Mas o perfil de quem aprecia um objecto declarado arte e o objectivo de quem o declara, ou analisa a validade dessa declaração (muitas vezes a mesma pessoa, e o que a produz acaba por não ter voto real na matéria), não é o que de todo em todo revela fútil a tentativa desta definição. Para além do fruidor como elemento fundamental, de modo a que se perceba a efectividade de uma definição do que é arte, será também fundamental desvelar o paradigma que está por detrás, ou na base, do conhecimento — seja ele estésico, mnémico, empírico ou técnico, como poderia dizer Aristóteles na sua pirâmide invertida — daquilo que se pode considerar um objecto de arte e a sua compreensão enquanto tal. De que época se trata e qual é a mentalidade civilizacional que está a tratar?
Depois de saber quem e porque o faz, quando e a que referências recorre para compreender quais referências. Só podemos chegar à inevitável conclusão de que esta tarefa, que é muito válida enquanto tentativa, se mostra fútil pelo que tem de relativa, sem chegar de facto a algum predicado definitório. Isto poderia dizer-se de qualquer definição cujos elementos que mostro no início deste parágrafo não estejam suficientemente estabelecidos.

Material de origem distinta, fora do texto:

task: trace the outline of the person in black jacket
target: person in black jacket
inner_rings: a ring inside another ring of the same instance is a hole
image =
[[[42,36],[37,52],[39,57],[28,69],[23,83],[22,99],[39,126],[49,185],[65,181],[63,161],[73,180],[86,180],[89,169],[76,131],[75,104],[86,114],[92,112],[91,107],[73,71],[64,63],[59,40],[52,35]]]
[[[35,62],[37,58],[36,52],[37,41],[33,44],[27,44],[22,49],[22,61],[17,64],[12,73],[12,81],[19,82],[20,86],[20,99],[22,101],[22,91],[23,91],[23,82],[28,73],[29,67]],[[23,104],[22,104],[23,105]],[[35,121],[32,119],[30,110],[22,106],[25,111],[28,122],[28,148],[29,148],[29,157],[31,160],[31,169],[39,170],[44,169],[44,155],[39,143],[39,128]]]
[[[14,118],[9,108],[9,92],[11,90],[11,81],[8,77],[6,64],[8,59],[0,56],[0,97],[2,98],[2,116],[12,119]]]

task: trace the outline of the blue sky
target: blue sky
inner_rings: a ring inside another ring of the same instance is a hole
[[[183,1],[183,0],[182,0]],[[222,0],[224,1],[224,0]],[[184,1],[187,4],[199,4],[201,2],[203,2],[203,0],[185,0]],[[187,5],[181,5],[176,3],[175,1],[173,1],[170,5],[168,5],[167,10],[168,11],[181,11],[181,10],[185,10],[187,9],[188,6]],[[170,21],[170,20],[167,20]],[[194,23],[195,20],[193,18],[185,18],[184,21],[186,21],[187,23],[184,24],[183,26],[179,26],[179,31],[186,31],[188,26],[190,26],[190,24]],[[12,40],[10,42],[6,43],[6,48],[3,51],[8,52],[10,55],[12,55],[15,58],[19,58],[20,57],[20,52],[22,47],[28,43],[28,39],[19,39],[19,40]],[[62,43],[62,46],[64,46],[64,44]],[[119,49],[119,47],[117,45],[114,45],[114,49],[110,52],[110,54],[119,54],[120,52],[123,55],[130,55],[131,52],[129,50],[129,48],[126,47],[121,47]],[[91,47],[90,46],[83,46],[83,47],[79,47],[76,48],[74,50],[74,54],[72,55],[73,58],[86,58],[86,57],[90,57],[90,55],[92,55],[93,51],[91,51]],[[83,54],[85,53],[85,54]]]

Com isto quero dizer que tanto a definição mimética, como a formalista, a expressionista ou a de indefinível, seja ela qual for, estão todas certíssimas, pelo simples facto de que cumprem o objectivo compreensivo a que se propõem em cada uma das épocas em que surgiram. Digo mais, todas essas definições, tomando o ponto de vista certo, estão ainda hoje válidas, e, de forma geral, se é que se arrogam a uma definição geral, estão e estarão sempre erradas. Como diz o próprio título da posta, não sei se com todo o propósito, trata-se de “O enigma da arte”. Sendo este enigma um dos mistérios — senão aquele mesmo — que mais se deve preservar. E como qualquer outro mistério, não é para ser conhecido se não se quer que perca a sua validade enquanto tal. O enigma está posto para se abrir, mas o mistério age como a sua forma última, o aporético. O enigma da arte é, em última circunstância, aporético. Não passa. Não que não se possa definir mas a sua abertura não se dá, ou vai-se dando, bolsa a bolsa, círculo a círculo, como o tempo numa comédia interminável.
E dizer o que é a arte hoje, ainda se torna mais ridículo, pois dizendo o que ela é hoje, está a falar-se do que ela já não é. Escusa-se uma tentativa de análise lógica por reductio ad absurdum. E aqui não posso concordar mais com o autor desta posta, quando diz que “Todos parecemos saber perfeitamente bem o que é a arte, mas mal tentamos explicar o que ela realmente é, enredamo-nos em contradições e implausibilidades.”. Está visivelmente recordado do que disse Santo Agostinho acerca do tempo. Pois, não é de todo errado comparar a compreensão que se tem do tempo com a que se tem da arte. Compreensão que evolui à medida que mais fundo nela se pensa, e se vão descobrindo os meandros das nossas possibilidades compreensivas.
Sendo assim, qualquer obra que se proponha dar uma definição de arte, embora possa ter imenso interesse e forneça riquíssima cultura geral, não cumpre outro objectivo que não o de um exercício de estilo numa análise tópica, ou mesmo epidérmica, tal como esta crítica que acaba de ser escrita.